Why not RYGB, especially given how much yellow comes up (skin tones and browns)? I know Sony tries RGTB (T being teal) a while back, but that seems the wrong direction.
Is there an advantage to using the same green filter twice? Or, more to the point, I suppose, is there no advantage to not using the same green filter twice?
Or have I missed the plot all together? The two green filters are not the same, just closer together than yellow and green?
It's mostly a questions of unknowns...
More accurately, how many unknowns you can have in a system before the solution space becomes unstable. When you have two identical greens per four pixels, your number of unknowns is halved for most intents and purposes. More than that in many cases.
You have to include the ultimate destabilizer here, noise.
Consider that you have four colours in a 2x2 repeating grid. If the optical resolution vs the digitizing resolution is kept low, so that the best the lens can do is to get you a Rayleigh of about 2 p-p distances, most scenarios can be said to contain stable solutions.
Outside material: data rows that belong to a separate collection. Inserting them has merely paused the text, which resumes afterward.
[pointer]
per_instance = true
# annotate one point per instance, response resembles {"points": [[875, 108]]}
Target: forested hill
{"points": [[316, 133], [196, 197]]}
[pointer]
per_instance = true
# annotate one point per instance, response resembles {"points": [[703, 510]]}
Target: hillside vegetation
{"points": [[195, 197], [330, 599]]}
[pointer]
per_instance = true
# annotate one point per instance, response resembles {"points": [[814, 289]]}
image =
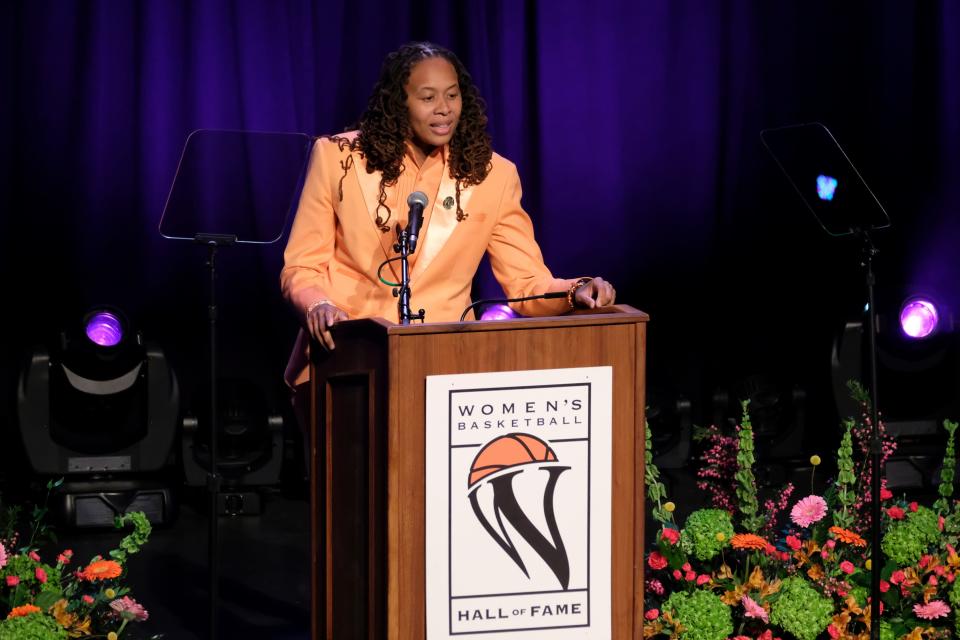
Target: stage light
{"points": [[498, 312], [105, 329], [826, 186], [99, 406], [918, 318], [249, 443]]}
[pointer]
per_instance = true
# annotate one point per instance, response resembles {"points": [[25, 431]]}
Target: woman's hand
{"points": [[319, 320], [595, 293]]}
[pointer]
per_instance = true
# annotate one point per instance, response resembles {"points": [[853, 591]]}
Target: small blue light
{"points": [[825, 187]]}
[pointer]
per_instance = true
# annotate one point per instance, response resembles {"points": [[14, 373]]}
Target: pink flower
{"points": [[129, 609], [670, 535], [809, 510], [752, 609], [931, 610], [657, 561]]}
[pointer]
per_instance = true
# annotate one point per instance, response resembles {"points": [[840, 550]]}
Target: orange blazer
{"points": [[335, 246]]}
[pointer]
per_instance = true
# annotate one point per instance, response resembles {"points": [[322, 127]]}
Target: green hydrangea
{"points": [[906, 540], [34, 626], [860, 594], [800, 609], [700, 534], [702, 615]]}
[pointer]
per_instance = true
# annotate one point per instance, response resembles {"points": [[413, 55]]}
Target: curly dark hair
{"points": [[385, 125]]}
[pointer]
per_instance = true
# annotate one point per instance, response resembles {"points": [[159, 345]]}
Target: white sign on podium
{"points": [[518, 494]]}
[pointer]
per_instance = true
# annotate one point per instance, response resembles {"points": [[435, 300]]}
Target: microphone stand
{"points": [[876, 442], [403, 293]]}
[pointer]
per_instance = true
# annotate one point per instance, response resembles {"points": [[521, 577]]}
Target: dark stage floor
{"points": [[264, 588]]}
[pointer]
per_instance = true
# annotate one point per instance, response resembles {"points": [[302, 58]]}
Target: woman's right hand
{"points": [[319, 320]]}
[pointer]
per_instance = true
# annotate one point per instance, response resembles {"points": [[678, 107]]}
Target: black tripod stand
{"points": [[244, 182], [843, 204]]}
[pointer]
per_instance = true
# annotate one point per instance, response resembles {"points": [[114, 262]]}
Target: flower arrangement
{"points": [[63, 599], [800, 567]]}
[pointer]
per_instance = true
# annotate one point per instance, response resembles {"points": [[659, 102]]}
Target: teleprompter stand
{"points": [[231, 187], [843, 204]]}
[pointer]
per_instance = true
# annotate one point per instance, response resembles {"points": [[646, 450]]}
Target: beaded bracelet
{"points": [[572, 291], [316, 303]]}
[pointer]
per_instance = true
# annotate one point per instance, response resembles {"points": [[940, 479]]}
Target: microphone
{"points": [[542, 296], [416, 201]]}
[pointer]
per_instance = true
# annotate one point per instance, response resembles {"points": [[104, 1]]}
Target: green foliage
{"points": [[131, 543], [846, 497], [858, 392], [800, 609], [945, 488], [656, 492], [32, 627], [906, 540], [701, 614], [746, 482], [706, 533]]}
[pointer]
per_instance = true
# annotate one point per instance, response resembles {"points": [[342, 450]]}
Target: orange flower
{"points": [[748, 541], [102, 570], [25, 610], [845, 535]]}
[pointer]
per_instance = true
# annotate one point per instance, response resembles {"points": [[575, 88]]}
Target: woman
{"points": [[424, 130]]}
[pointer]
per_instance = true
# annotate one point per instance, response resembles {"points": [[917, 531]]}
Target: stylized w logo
{"points": [[503, 453]]}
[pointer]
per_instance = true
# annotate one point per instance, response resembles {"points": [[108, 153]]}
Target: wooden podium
{"points": [[368, 453]]}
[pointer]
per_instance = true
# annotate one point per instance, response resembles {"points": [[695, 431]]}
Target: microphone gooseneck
{"points": [[417, 201]]}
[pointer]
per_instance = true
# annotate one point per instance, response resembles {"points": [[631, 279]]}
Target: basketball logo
{"points": [[497, 464]]}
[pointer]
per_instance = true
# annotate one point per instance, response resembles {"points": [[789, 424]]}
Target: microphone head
{"points": [[417, 197]]}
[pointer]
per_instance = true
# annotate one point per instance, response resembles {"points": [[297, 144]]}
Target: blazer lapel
{"points": [[370, 188], [440, 222]]}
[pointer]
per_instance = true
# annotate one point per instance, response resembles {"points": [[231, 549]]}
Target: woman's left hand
{"points": [[595, 293]]}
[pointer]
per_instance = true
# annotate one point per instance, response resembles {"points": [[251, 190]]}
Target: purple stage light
{"points": [[918, 318], [498, 312], [105, 329]]}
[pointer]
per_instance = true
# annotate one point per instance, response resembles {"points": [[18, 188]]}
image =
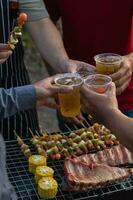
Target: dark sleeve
{"points": [[16, 99], [53, 9], [6, 189]]}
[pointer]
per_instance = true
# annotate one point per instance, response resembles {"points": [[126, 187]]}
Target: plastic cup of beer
{"points": [[98, 82], [107, 63], [85, 73], [69, 102]]}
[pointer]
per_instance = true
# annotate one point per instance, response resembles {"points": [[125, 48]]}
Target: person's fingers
{"points": [[122, 71], [50, 104], [85, 66], [121, 89], [5, 55], [61, 89], [88, 93], [111, 89], [123, 79]]}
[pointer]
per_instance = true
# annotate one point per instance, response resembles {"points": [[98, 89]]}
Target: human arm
{"points": [[47, 37], [29, 96], [106, 108], [123, 76]]}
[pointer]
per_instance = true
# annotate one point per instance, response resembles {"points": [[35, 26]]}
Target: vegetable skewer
{"points": [[24, 147], [17, 31]]}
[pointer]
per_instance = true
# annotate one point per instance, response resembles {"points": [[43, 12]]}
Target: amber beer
{"points": [[98, 82], [107, 63], [70, 102]]}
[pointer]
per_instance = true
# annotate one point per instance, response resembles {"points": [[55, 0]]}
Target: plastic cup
{"points": [[69, 102], [84, 73], [107, 63], [98, 82]]}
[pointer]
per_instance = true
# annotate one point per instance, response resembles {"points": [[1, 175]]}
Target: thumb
{"points": [[111, 89]]}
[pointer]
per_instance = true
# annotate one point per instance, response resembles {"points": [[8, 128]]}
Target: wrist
{"points": [[129, 59], [63, 64]]}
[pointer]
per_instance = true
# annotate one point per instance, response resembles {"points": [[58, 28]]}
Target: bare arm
{"points": [[49, 42], [122, 126], [105, 107]]}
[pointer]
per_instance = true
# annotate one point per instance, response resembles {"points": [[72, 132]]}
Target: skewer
{"points": [[75, 127], [17, 31], [83, 125], [86, 122], [68, 128], [37, 133], [15, 133], [31, 133]]}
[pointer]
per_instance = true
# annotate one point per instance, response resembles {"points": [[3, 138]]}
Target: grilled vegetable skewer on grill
{"points": [[24, 147], [17, 31], [36, 142]]}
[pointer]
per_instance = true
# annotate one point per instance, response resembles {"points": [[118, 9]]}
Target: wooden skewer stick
{"points": [[75, 127], [83, 125], [31, 133], [68, 128], [37, 133], [15, 133], [87, 122]]}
Solutions where you can compute the luminance part AND the chrominance part to a reasonable accuracy for each pixel.
Add in some noise, and that stable solution falls apart. It de-stabilizes the system so that you have to choose between stable estimation result deviations to be "luminance errors" or "chrominance errors", and then compensate for that.
Now add in "better optical sharpness"... Which is the condition most consumer cameras - except the smallest sensor, high-res smartphone modules - work under today. Better sharpness than 2 p-p distances mean that there's NO stable solutions for chrominance / luminance parts. Even without noise... Even PERFECT, noiseless data will require the interpolation algorithm to make very unstable guesses about what the conditions causing the given data were, since there will be many (countless, up to the value resolution limit...) solutions to the problem. This is why raw-converters differ from each other in how they render small detail. There IS no correct solution, given that the raw converter can only know what the data tells it - it has no knowledge of what really was in front of the lens.
Now take the two worst cases (oversharp images AND noise) - and you get total chaos. At that point, you have no stable solutions no matter what you do. It's all guesswork, and you've lowered the resolution of the image by a factor 2x.